San Fran: Bidet by the Bay (h/t Gutfeld)

You can buy any drug you want in San Fran, even in front of cops.  You can shoot up and take drugs, legally, in front of nurses and doctors—this is San Fran’s method of assisted suicide.  We know about the mentally ill roaming the streets and the alcoholics who have taken neighborhoods.  Now, they want to complete the toilet bowl—legalize prostitution in San Fran.

This is what Democrats want for the rest of the nation—a lawless society where criminals and drug dealers own the streets and women are just sex objects.  Any wonder decent people and companies are leaving town?

Legalized prostitution in SF and California? Not so fast

By Adam Shanks SF Examiner, 3/24/23    

A proposed resolution that would ask California lawmakers to legalize consensual sex work has been put on hold, with tis sponsor — SF Supervisor Hillary Ronen — citing differences of opinion about which aspects of the world’s oldest profession should be decriminalized.

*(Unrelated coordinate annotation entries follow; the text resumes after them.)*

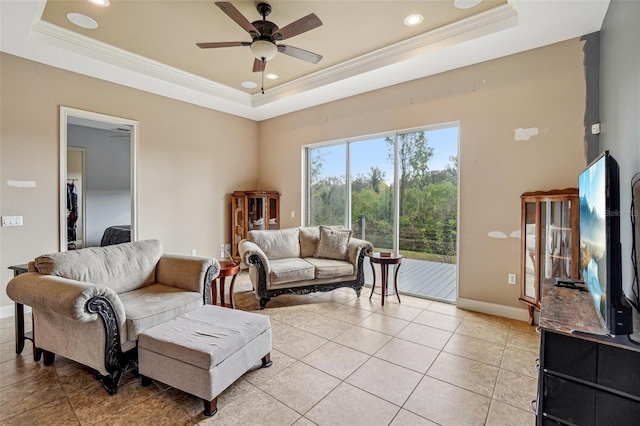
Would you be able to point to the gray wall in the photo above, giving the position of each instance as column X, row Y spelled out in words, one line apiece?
column 620, row 108
column 108, row 179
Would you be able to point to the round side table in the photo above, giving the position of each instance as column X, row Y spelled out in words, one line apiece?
column 384, row 261
column 227, row 269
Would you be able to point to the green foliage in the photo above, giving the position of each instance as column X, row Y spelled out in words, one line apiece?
column 428, row 202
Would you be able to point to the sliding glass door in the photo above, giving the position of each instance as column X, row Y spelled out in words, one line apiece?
column 327, row 176
column 398, row 191
column 372, row 191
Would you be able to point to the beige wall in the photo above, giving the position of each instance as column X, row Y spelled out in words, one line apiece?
column 190, row 158
column 542, row 89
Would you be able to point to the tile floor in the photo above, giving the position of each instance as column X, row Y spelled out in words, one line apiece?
column 338, row 360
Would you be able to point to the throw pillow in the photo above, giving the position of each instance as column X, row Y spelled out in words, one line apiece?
column 333, row 244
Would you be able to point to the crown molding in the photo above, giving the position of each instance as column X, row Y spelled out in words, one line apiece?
column 49, row 33
column 488, row 22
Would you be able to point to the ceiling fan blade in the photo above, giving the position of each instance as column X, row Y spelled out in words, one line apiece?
column 298, row 53
column 223, row 44
column 258, row 65
column 300, row 26
column 238, row 18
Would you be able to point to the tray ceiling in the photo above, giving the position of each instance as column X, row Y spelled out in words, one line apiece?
column 365, row 45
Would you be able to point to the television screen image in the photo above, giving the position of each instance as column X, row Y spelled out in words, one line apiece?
column 593, row 233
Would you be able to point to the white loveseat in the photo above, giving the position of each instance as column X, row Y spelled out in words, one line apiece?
column 303, row 260
column 90, row 305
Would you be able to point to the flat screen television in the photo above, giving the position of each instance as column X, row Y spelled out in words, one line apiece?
column 600, row 252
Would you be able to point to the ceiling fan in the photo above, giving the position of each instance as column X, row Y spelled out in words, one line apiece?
column 264, row 35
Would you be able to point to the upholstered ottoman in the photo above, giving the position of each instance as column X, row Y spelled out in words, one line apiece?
column 204, row 351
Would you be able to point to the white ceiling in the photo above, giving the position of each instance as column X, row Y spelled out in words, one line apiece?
column 389, row 59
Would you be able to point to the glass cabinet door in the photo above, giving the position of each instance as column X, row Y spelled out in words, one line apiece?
column 555, row 249
column 238, row 223
column 530, row 252
column 256, row 213
column 549, row 242
column 273, row 212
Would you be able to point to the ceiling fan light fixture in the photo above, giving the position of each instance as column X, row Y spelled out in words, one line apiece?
column 101, row 3
column 264, row 50
column 413, row 20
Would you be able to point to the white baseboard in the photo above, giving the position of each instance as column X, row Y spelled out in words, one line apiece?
column 10, row 311
column 520, row 314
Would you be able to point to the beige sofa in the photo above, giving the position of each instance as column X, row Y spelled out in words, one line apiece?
column 90, row 305
column 303, row 260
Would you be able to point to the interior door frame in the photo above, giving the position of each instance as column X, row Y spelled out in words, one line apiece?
column 65, row 113
column 83, row 188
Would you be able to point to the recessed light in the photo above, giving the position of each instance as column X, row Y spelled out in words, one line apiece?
column 466, row 4
column 101, row 3
column 413, row 20
column 82, row 21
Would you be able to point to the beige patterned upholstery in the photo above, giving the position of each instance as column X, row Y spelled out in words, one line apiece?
column 302, row 260
column 139, row 285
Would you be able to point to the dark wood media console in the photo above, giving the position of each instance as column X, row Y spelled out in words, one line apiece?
column 586, row 377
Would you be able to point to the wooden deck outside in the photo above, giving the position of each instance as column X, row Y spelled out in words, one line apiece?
column 432, row 280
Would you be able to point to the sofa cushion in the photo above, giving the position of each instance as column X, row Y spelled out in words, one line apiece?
column 309, row 236
column 155, row 304
column 289, row 270
column 279, row 244
column 333, row 244
column 122, row 267
column 331, row 268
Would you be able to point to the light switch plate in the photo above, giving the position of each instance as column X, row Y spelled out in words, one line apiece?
column 11, row 220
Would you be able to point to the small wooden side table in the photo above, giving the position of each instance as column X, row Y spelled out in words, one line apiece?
column 227, row 269
column 384, row 262
column 21, row 336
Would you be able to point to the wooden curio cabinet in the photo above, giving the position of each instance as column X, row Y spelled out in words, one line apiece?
column 259, row 210
column 549, row 241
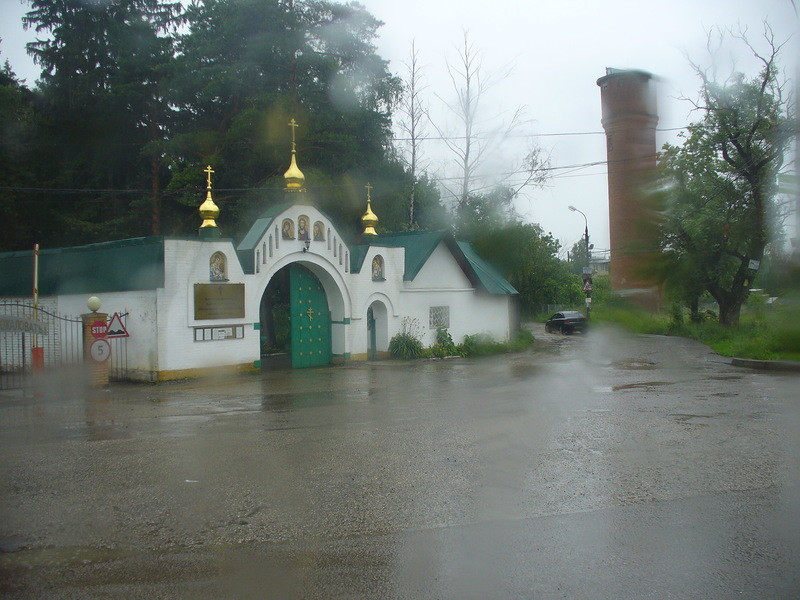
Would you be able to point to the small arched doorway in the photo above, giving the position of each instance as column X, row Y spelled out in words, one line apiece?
column 295, row 320
column 377, row 331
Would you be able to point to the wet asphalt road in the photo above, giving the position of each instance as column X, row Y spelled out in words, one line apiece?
column 604, row 466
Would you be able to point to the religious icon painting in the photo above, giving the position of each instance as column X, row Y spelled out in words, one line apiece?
column 287, row 229
column 218, row 267
column 302, row 227
column 377, row 268
column 319, row 232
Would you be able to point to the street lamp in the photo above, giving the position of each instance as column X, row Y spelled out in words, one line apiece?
column 587, row 271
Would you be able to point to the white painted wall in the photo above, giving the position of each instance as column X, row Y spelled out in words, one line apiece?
column 186, row 262
column 162, row 324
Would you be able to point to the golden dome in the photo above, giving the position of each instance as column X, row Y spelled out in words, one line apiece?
column 369, row 219
column 208, row 210
column 294, row 176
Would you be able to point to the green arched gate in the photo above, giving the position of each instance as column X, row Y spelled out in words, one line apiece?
column 310, row 319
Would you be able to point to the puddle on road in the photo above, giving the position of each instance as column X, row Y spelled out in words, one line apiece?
column 647, row 385
column 634, row 365
column 686, row 418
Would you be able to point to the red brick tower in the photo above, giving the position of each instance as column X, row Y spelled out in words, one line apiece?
column 629, row 119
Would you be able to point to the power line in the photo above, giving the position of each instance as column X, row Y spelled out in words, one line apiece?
column 328, row 186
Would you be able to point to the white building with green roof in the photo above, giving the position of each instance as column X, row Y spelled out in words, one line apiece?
column 296, row 291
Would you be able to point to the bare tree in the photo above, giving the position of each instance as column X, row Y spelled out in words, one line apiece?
column 480, row 133
column 413, row 124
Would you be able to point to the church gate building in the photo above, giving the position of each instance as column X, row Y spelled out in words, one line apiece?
column 296, row 291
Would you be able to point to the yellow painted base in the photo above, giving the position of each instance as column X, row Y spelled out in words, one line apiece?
column 205, row 372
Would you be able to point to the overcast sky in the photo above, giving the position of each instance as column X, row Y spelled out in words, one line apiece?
column 555, row 51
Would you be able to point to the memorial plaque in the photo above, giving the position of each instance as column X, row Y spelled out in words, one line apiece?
column 218, row 301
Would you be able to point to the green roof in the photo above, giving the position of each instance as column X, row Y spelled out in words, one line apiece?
column 120, row 266
column 491, row 280
column 419, row 245
column 257, row 230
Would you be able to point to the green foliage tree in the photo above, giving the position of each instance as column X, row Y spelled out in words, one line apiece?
column 103, row 114
column 245, row 67
column 719, row 199
column 17, row 131
column 522, row 252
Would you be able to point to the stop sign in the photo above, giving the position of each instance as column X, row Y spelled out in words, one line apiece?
column 99, row 329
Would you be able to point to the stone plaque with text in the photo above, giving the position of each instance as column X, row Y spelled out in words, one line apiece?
column 218, row 301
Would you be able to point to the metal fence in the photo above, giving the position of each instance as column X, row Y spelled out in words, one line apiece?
column 23, row 327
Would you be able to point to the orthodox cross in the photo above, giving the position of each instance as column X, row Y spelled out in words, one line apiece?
column 209, row 170
column 293, row 124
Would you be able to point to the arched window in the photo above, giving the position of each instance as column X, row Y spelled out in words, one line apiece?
column 218, row 267
column 287, row 229
column 377, row 269
column 303, row 228
column 319, row 231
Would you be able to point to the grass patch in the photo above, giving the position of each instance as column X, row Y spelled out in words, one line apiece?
column 769, row 334
column 406, row 345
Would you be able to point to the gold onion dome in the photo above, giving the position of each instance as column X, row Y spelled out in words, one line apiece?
column 294, row 176
column 208, row 210
column 370, row 219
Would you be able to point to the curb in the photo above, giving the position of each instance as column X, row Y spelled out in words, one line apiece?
column 767, row 365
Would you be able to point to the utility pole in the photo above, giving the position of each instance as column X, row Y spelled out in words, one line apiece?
column 587, row 270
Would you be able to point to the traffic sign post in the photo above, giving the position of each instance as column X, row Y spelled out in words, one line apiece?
column 96, row 349
column 115, row 328
column 99, row 329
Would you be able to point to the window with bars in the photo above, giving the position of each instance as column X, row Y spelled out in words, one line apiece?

It’s the world’s oldest profession — and remains one of the most vexing.

That’s why San Francisco Supervisor Hillary Ronen has delayed her proposed resolution that would ask California lawmakers to legalize consensual sex work.

Ronen now plans to hold a hearing on the subject of sex work with testimony from experts in the field, and she hopes to draft a model law that The City could push state lawmakers to adopt.

Ronen first introduced the resolution in February in a hasty response to the rampant prostitution disrupting the daily life of residents near Capp Street, which sits in her district. The conditions on Capp Street had reached a new nadir, prompting Ronen to ask The City to establish concrete barriers that would at least stem the flow of late-night vehicle traffic.

The barriers are a temporary solution to an entrenched problem, Ronen acknowledges. If California would legalize sex work, Ronen hoped, it would be regulated and safe — without late-night transactions occurring on Capp Street sidewalks.

Ronen told The Examiner that the hearing — the date of which has yet to be determined — will highlight the perspectives of people who have experience in and around sex work.

In recent weeks, Ronen said she’s spoken with people around the world with such experience, and they have diverging views on the best way to regulate prostitution.

A common theme, she said, has been a resistance to full legalization and preference for decriminalization. But where opinions tend to split is over what aspects of prostitution should be decriminalized.

The concrete barriers on Capp Street have done little to stem prostitution — and only make things harder for workers, who have moved to the side streets and face greater police scrutiny.

Craig Lee/The Examiner

“Now I understand the nuances,” Ronen said. “Of course, the picture just gets more and more complicated.”

Of paramount concern is preventing exploitation of workers and sex trafficking.

Ronen has also been working on the resolution’s language with Supervisor Catherine Stefani. In a statement to The Examiner, Stefani said she wants “to ensure that we eliminate the exploitation of vulnerable populations and make certain that we do not inadvertently create a situation that empowers bad actors.” She pointed to a recent Public Policy Institute of California report, which found that found nearly 90% of reported human trafficking cases involved sex trafficking.